I genitori di Shalit «in marcia» verso Gerusalemme

Per chiedere la liberazione del militare rapito. La protesta durerà dodici gironi

GERUSALEMME - E' iniziata la marcia di protesta verso Gerusalemme guidata dai genitori di Gilad Shalit, il militare israeliano rapito quattro anni fa dalle milizie palestinesi e da allora detenuto nella Striscia di Gaza: è quanto pubblica il quotidiano israeliano Ha'aretz.

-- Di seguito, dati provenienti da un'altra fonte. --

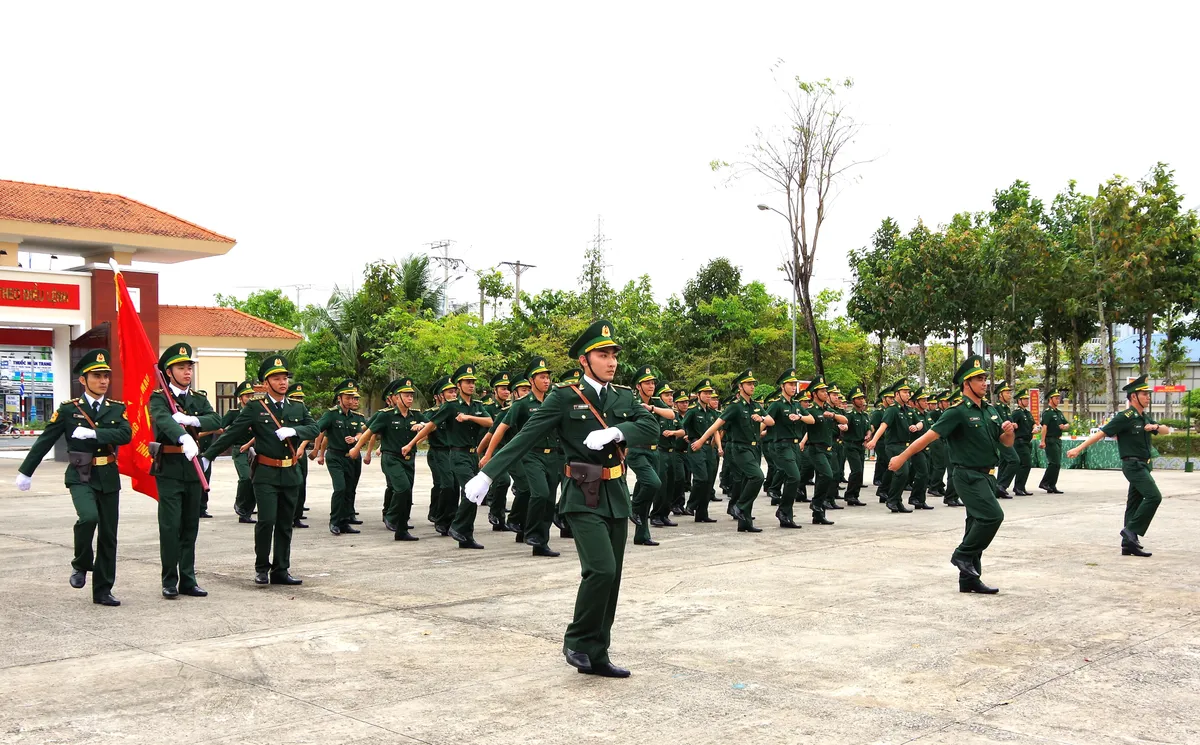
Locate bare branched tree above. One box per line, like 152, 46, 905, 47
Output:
710, 78, 865, 375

«Gilad ha aspettato quattro anni e sta ancora aspettando: aspettando coloro che lo hanno mandato al fronte, aspettando i suoi ufficiali comandanti, aspettando i Primi ministri, aspettando i Ministri della Difesa: ma nessuno di loro vuole ascoltare», ha dichiarato Noam Shalit, il pedre del militare.

La marcia dalla città natale di Shalit, Mitzpe Hila, fino a Gerusalemme dovrebbe durare 12 giorni e terminerà con un sit-in di protesta di fronte alla residenza ufficiale del premier israeliano, Benjamin Netanyahu: «Ritorneremo a casa solo con Gilad», ha concluso Noam Shalit.

La famiglia di Shalit ha criticato la gestione del sequestro da parte del governo israeliano, prima con l'abbandono dei negoziati per uno scambio di prigionieri e di recente con la decisione di allentare il blocco sulla Striscia di Gaza senza pretendere in cambio la liberazione del militare.